On 27 October around 18:30 UTC one of the load balancers serving healthchecks.io, hc-ping.com and hchk.io started experiencing network issues. A monitoring script correctly detected this and removed the affected load balancer from DNS rotation, but some requests still got lost while the DNS changes propagated.

After receiving a monitoring alert I jumped in to investigate. The load balancers and backend servers are set up to communicate over a virtual private network (Hetzner’s vSwitch feature). The problematic load balancer was intermittently unable to reach the backend servers over their private IP addresses. Haproxy was reporting backends sporadically flipping between healthy / unhealthy states.

I opened a support request with Hetzner at 19:03 UTC, and in the meantime tried various things to fix the issue myself. Hetzner support confirmed they are dealing with an issue and at 22:21 UTC they reported the issue was resolved. The load balancer could reach all its peers over their vSwitch IP addresses again. I monitored connectivity for one more hour and then added the load balancer back to DNS rotation.

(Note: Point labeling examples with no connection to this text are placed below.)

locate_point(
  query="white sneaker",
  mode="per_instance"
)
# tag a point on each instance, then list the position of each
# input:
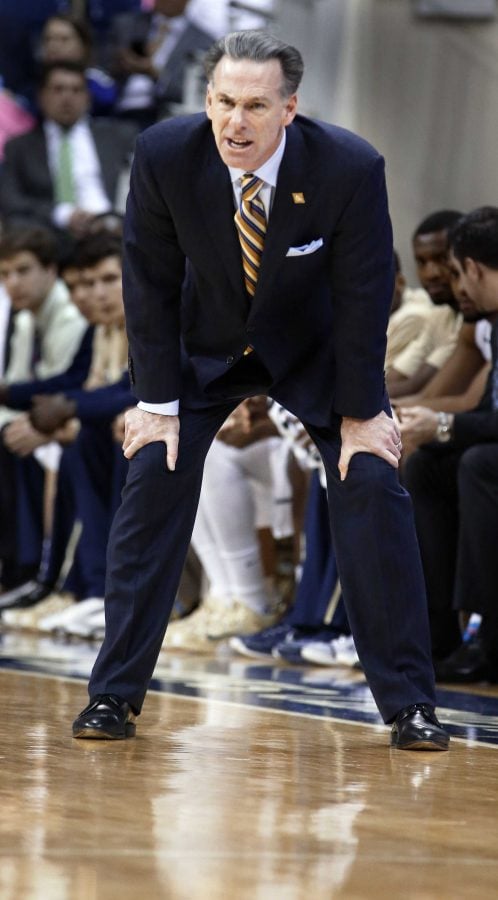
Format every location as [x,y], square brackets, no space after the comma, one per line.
[238,619]
[339,652]
[30,618]
[62,621]
[191,632]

At the time of writing this, I don’t yet know what was the exact root cause was. The vSwitch configuration had worked with absolutely no problems for many months, and this incident came seemingly out of the blue. I requested more details from Hetzner support and so far they’ve said they are still analyzing this incident, but the vSwitch feature itself is considered “very stable”. I have not made up my mind whether to replace the vSwitch networking with something else. I don’t want to make hasty decisions, and will first wait for more information from Hetzner.

In summary, the good:

  • A monitoring script correctly detected a malfunctioning load balancer and removed it from DNS rotation.
  • Luckily I was able to investigate immediately (the incident happened on Sunday at 8:30PM local time).
  • Quick communication from Hetzner support: 7 updates from them in 3 hours.
  • And, what really matters in the end: they got the issue fixed.
  • The other load balancer remained fully functional the whole time. Some of the uptime monitoring services didn’t even notice an outage.

And the bad:

  • Some pings from client systems did get lost. This likely resulted in a number of false “X is down” alerts after the outage.

I apologize to all Healthchecks.io users for any inconvenience caused. For a monitoring service, any downtime is unacceptable, and I will continue to look for any opportunities to make the service more robust.